Garritsen F M, Roekevisch E, van der Schaft J, Deinum J, Spuls P I, de Bruin-Weller M S
Department of Dermatology, Academic Medical Center Amsterdam, The Netherlands.
Department of Dermatology, University Medical Center Utrecht, The Netherlands.
J Eur Acad Dermatol Venereol. 2015 Oct;29(10):1905-12. doi: 10.1111/jdv.13064. Epub 2015 Mar 9.
There is a lack of information on the use oral immunosuppressive drugs in atopic dermatitis (AD) daily practice.
A 10-years overview of the use of oral immunosuppressive drugs in patients with severe AD.
Medical charts of patients with AD, who received oral immunosuppressive drugs at the Academic Medical Center Amsterdam and in the University Medical Center Utrecht between January 2001 and January 2011, were analysed. Particular attention was paid to patient characteristics, prior treatment, prescribed oral immunosuppressive drugs, the order of use, doses and treatment durations and reasons for discontinuation of treatment.

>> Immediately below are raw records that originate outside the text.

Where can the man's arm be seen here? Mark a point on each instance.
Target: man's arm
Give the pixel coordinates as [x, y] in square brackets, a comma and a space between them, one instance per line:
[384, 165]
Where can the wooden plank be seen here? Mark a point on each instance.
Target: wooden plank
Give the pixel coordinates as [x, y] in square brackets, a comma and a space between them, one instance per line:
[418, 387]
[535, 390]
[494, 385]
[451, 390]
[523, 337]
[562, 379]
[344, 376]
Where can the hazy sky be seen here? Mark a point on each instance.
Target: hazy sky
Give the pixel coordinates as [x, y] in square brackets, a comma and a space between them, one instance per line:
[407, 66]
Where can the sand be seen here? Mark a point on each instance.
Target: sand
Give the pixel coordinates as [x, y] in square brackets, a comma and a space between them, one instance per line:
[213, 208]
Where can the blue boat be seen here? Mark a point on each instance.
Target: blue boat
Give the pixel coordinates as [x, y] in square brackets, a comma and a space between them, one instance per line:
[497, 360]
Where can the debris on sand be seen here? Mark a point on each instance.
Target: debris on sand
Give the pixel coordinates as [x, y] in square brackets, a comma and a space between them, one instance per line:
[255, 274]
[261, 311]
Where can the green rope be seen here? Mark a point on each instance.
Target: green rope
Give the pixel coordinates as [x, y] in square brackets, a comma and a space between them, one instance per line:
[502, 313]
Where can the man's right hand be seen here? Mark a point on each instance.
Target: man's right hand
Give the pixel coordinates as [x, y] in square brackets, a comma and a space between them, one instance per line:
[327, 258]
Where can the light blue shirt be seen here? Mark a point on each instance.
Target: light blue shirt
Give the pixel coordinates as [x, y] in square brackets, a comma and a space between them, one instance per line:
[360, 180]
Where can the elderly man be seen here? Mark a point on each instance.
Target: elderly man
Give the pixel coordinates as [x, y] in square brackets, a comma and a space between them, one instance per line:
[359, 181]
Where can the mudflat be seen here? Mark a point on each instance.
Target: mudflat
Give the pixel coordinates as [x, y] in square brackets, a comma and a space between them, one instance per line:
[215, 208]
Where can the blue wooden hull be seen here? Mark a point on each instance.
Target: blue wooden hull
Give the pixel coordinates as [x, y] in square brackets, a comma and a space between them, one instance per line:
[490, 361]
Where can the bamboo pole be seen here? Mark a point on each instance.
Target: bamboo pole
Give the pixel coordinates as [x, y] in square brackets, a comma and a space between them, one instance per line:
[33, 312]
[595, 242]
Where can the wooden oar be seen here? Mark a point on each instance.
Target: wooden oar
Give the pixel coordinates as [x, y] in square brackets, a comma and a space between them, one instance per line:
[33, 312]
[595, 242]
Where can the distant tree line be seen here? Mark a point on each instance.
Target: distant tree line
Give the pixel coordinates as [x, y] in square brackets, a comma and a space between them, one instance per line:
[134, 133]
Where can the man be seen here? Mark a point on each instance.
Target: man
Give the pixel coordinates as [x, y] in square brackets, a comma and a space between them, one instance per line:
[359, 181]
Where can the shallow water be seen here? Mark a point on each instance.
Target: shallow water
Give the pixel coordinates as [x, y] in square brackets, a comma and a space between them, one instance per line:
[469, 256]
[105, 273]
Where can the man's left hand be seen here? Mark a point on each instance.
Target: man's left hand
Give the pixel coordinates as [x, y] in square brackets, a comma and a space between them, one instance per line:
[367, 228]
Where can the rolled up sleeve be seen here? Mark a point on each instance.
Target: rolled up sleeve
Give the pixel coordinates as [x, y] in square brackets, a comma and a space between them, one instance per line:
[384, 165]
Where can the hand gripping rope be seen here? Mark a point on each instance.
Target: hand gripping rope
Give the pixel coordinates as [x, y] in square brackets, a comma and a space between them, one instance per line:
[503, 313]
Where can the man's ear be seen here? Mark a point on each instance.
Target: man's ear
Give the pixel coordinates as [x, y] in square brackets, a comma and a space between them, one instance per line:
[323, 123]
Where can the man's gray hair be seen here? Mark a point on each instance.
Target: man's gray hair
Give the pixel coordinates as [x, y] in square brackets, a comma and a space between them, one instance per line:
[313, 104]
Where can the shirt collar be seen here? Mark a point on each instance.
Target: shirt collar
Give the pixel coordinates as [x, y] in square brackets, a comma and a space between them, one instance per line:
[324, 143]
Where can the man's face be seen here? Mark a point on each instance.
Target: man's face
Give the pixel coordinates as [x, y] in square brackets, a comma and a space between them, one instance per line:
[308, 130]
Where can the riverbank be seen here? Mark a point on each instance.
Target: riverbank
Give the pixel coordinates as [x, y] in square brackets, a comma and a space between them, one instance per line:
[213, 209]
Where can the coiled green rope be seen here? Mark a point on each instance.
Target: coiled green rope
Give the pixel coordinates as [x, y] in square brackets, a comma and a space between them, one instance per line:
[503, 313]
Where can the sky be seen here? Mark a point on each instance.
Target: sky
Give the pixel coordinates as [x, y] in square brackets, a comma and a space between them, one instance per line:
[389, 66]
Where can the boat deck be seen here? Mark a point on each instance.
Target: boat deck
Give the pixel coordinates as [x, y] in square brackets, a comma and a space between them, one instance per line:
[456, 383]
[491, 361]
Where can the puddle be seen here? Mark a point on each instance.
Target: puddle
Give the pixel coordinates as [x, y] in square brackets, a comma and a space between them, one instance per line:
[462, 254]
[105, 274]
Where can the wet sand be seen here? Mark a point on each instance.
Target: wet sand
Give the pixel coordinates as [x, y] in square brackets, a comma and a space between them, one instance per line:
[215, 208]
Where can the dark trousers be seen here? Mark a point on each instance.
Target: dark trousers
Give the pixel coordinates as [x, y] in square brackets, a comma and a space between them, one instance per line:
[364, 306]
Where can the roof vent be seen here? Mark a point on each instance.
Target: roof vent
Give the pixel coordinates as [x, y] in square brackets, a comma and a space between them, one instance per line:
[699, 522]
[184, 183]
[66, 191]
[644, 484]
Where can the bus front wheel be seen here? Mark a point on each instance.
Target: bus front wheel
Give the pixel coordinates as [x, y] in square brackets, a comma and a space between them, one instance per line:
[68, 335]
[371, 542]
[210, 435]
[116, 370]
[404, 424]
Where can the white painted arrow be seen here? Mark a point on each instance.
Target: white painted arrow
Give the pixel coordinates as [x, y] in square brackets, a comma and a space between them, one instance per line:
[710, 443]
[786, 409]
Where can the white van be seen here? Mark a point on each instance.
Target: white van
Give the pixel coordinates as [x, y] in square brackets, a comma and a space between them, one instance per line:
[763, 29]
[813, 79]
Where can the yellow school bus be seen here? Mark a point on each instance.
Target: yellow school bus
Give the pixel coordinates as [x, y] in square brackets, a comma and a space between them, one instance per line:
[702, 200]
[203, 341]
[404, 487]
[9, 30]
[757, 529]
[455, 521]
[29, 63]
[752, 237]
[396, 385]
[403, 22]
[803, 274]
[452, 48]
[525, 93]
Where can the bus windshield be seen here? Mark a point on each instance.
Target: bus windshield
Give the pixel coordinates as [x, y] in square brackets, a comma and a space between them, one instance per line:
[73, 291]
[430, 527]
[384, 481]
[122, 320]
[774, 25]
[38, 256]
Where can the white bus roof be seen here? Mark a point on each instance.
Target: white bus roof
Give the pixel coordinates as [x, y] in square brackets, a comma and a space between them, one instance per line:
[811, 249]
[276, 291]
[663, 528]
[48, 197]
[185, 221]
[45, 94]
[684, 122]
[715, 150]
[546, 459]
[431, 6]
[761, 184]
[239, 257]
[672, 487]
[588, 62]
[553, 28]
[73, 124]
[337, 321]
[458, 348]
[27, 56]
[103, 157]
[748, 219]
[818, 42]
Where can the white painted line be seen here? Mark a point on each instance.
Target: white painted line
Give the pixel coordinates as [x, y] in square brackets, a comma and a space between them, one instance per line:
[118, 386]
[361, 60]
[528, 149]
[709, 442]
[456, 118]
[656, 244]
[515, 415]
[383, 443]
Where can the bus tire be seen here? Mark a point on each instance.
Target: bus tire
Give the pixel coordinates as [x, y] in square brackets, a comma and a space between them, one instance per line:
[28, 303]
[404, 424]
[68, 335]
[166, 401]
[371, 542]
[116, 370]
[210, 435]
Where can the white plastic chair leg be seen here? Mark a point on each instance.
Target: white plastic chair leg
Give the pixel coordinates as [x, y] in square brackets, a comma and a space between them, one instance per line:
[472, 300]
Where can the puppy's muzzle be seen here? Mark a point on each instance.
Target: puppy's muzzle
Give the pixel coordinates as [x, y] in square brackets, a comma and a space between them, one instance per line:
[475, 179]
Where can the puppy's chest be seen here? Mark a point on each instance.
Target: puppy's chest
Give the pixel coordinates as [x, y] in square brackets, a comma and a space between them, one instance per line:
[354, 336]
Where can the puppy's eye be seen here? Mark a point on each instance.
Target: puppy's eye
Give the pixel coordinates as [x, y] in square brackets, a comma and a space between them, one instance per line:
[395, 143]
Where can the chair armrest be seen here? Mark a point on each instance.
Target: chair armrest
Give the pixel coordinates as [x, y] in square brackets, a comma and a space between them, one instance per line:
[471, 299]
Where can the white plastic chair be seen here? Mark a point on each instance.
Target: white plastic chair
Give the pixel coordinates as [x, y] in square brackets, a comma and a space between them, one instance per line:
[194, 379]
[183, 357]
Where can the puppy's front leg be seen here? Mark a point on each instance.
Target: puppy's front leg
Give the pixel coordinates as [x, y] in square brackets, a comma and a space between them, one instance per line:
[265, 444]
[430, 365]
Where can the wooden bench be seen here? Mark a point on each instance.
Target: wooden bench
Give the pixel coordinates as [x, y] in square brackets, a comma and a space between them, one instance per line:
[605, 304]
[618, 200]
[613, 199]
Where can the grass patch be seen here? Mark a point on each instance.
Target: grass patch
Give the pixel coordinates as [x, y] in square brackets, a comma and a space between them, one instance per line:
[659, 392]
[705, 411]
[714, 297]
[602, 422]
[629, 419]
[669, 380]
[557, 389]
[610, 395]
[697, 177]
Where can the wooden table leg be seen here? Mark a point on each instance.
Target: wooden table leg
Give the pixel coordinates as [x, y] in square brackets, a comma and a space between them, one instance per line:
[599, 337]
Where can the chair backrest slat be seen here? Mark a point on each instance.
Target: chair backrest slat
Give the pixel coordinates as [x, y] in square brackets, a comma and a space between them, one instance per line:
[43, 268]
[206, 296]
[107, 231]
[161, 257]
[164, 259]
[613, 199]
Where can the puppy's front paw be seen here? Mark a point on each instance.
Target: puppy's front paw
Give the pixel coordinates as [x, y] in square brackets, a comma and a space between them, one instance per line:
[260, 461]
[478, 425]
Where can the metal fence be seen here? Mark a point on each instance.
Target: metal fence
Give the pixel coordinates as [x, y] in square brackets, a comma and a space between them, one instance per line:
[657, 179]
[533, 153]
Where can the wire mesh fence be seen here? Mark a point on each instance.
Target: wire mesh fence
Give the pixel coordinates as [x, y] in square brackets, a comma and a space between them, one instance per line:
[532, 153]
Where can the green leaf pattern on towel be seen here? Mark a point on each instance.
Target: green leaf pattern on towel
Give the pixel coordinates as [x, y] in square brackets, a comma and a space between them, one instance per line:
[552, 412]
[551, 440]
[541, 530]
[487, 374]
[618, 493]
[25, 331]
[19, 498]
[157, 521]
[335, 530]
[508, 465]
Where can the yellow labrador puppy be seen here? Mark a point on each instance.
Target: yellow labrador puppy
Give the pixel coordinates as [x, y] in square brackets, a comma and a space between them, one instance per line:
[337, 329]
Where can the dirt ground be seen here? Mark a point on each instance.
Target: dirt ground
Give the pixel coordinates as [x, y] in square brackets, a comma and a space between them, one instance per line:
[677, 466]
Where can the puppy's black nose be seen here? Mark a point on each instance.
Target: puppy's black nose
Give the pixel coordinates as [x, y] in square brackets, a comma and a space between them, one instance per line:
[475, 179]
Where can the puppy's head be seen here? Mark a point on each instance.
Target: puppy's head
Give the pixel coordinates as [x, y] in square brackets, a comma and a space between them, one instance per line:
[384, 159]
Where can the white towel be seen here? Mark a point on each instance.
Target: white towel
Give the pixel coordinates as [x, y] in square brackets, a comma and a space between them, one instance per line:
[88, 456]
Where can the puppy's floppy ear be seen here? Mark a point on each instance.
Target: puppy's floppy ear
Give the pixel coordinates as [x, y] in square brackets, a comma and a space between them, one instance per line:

Of 334 patients [53% male, mean age at start of an oral immunosuppressive drug 36.9 years (SD 13.6)] with AD received oral immunosuppressive treatment of which 102 (31%) participated in clinical trials. Cyclosporine A (CyA) was given in 80% of the patients, mycophenolate mofetil or enteric-coated mycophenolate (MMF/EC-MPS) in 31%, azathioprine (AZA) in 14%, methotrexate (MTX) in 11%, systemic glucocorticosteroids in 7% and systemic tacrolimus in 5%. In these academic centra, CyA was the first choice oral immunosuppressive in 252 patients. Reasons for discontinuation of oral immunosuppressive drugs were controlled AD disease, ineffectiveness and adverse events.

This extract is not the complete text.